You said I’d change in two years
Said that I’d move on in two years
Couldn’t go off on your adventure,
For fear I wouldn’t be here.
I’m still here after two years,
Couldn’t heal after two years,
Still have all my pain
Still have all my fears.
And you left me here.
I’ve always known I’ve had depression. I’ve had it a good long while. It can be very crippling, like now. Now is pretty crippling. I didn’t even realize why until WordPress told me it was my two year anniversary about two weeks back. I created this blog a week or two before the most painful break up I’ve experienced. I’ve been single since then.
To this day it bothers me. It hurts. A lock was put over my heart, and no one gets in. And I don’t get it. It’s been two years. I get over this by now. I’ve found someone new by now, even if it was two weeks long. Sometimes I wonder if that relationship was my last chance. If she was my last shot. Because I couldn’t make it work, I’m stuck with a life of writing, godparenting, and mission trips. It’s not horrible, by any means. There are significantly worse fates. But it’s been pretty hard getting to sleep these past few nights. It gets really hard to be motivated when no one’s there to say it’ll be okay. I mean, my parents would, but it’s not the same.
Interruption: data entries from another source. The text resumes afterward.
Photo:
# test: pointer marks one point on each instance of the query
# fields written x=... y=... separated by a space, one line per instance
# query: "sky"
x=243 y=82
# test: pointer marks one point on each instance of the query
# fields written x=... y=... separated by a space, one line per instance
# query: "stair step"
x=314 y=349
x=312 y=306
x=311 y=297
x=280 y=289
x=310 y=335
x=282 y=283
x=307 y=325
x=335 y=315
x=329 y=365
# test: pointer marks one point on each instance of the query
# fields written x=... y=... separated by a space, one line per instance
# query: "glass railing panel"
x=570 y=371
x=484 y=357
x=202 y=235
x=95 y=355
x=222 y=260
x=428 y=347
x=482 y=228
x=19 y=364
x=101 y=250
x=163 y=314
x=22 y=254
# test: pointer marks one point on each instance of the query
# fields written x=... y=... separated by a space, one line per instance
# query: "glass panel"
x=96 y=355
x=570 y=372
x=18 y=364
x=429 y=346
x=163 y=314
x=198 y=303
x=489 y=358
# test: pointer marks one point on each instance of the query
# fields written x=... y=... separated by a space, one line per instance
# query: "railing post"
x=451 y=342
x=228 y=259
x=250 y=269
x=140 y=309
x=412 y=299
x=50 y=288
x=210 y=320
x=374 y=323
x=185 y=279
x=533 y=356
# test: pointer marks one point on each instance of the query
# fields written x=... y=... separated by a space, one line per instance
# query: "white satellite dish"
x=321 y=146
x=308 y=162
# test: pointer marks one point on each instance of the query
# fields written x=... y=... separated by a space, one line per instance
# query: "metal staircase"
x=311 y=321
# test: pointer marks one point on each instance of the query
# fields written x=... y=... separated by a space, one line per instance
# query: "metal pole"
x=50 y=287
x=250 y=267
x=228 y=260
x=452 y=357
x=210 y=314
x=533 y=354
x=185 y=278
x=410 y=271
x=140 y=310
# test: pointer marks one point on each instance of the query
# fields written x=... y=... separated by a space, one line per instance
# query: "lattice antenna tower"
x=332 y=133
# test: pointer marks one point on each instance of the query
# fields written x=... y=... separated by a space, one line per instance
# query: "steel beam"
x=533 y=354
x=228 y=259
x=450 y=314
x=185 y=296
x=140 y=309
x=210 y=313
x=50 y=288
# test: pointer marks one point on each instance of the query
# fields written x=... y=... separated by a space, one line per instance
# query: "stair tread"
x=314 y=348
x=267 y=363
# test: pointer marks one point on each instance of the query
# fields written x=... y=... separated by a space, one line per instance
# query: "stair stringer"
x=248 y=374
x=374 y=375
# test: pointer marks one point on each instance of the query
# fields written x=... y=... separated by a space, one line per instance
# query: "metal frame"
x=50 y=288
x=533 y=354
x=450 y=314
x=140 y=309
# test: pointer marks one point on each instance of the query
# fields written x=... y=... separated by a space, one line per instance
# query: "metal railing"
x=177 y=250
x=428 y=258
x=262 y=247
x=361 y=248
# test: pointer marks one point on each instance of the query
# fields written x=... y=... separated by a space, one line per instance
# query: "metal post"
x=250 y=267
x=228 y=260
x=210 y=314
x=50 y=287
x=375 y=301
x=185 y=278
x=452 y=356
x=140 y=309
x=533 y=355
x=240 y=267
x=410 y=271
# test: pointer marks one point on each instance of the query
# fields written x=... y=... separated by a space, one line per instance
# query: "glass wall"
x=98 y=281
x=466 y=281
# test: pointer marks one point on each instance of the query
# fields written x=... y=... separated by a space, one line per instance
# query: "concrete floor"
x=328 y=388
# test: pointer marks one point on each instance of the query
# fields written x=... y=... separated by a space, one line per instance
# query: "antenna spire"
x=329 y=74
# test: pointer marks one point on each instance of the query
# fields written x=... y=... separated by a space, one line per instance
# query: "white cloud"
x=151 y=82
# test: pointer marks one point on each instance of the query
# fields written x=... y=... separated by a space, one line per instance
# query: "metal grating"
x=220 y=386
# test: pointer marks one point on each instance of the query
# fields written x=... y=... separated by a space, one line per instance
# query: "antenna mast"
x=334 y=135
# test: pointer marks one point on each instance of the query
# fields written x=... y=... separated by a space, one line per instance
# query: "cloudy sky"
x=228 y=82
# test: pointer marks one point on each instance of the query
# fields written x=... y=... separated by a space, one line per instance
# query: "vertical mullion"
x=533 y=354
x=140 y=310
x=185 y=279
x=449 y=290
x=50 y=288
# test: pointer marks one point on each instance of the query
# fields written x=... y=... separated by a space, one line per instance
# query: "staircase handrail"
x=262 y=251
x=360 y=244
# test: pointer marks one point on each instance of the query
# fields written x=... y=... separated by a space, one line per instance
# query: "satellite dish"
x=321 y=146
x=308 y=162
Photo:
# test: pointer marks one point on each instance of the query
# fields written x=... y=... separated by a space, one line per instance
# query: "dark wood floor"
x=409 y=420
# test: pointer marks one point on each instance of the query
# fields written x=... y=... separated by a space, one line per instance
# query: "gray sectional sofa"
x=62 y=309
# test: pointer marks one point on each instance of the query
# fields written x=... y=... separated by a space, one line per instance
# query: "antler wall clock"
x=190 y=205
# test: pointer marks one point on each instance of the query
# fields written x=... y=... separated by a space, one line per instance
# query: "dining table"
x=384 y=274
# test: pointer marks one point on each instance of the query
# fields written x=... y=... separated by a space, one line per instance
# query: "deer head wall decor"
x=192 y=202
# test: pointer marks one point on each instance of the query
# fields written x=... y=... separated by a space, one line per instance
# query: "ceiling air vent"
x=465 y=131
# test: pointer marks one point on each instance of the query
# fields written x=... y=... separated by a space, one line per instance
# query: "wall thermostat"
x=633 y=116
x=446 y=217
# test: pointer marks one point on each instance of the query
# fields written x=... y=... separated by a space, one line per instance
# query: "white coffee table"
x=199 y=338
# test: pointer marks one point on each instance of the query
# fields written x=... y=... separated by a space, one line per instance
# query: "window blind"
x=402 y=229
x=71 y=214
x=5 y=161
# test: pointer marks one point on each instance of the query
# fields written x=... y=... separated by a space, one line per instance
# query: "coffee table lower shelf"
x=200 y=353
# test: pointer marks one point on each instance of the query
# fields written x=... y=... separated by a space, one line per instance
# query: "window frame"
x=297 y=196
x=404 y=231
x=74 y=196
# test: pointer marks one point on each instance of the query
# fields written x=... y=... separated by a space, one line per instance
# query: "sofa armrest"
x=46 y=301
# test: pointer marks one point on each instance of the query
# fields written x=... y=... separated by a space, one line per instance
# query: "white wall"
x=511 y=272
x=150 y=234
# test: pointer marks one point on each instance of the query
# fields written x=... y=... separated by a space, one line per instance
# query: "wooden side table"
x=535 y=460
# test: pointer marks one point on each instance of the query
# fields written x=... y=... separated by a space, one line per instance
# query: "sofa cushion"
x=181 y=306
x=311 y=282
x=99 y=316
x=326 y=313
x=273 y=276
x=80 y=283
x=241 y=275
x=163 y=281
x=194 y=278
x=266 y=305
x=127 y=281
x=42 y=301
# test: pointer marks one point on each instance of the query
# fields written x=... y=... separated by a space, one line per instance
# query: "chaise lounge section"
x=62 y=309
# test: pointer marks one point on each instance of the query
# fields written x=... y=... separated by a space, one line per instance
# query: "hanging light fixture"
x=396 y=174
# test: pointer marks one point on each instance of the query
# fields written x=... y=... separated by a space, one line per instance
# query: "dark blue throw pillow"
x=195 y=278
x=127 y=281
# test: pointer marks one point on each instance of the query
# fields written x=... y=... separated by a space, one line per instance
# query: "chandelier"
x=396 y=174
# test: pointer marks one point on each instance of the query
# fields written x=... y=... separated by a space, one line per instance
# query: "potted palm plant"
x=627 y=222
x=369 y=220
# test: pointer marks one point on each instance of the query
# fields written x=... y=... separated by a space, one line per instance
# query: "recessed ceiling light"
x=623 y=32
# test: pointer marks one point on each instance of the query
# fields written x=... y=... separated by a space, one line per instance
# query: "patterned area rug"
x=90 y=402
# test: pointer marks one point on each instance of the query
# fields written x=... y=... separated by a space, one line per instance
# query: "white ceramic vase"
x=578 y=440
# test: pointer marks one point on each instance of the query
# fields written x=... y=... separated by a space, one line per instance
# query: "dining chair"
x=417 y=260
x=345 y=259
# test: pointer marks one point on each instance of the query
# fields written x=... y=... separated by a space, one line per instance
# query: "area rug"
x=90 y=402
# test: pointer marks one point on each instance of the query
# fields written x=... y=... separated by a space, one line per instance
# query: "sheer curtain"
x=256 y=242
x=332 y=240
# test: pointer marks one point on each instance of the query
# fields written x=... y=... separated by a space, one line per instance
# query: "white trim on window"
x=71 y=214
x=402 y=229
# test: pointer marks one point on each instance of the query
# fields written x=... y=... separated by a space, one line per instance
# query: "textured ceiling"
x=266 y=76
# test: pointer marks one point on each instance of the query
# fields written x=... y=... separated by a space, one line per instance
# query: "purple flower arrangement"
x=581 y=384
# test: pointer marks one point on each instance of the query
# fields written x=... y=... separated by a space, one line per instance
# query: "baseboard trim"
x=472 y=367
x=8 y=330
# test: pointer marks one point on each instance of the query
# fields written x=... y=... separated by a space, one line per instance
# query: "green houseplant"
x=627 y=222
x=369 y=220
I am a naturally happy person. When I get drunk I’m all giggles, but I don’t want to be a drunk. When I fart I’m giggles. I’m okay with farting. I know the depression will lessen, I do not have suicidal thoughts, I know what my purpose is, my trust is in God and He has been pretty good to me, but it just hurts. A lot. While I’m grateful November no longer held any power over me, it seems late January is a cesspit of painful reminders.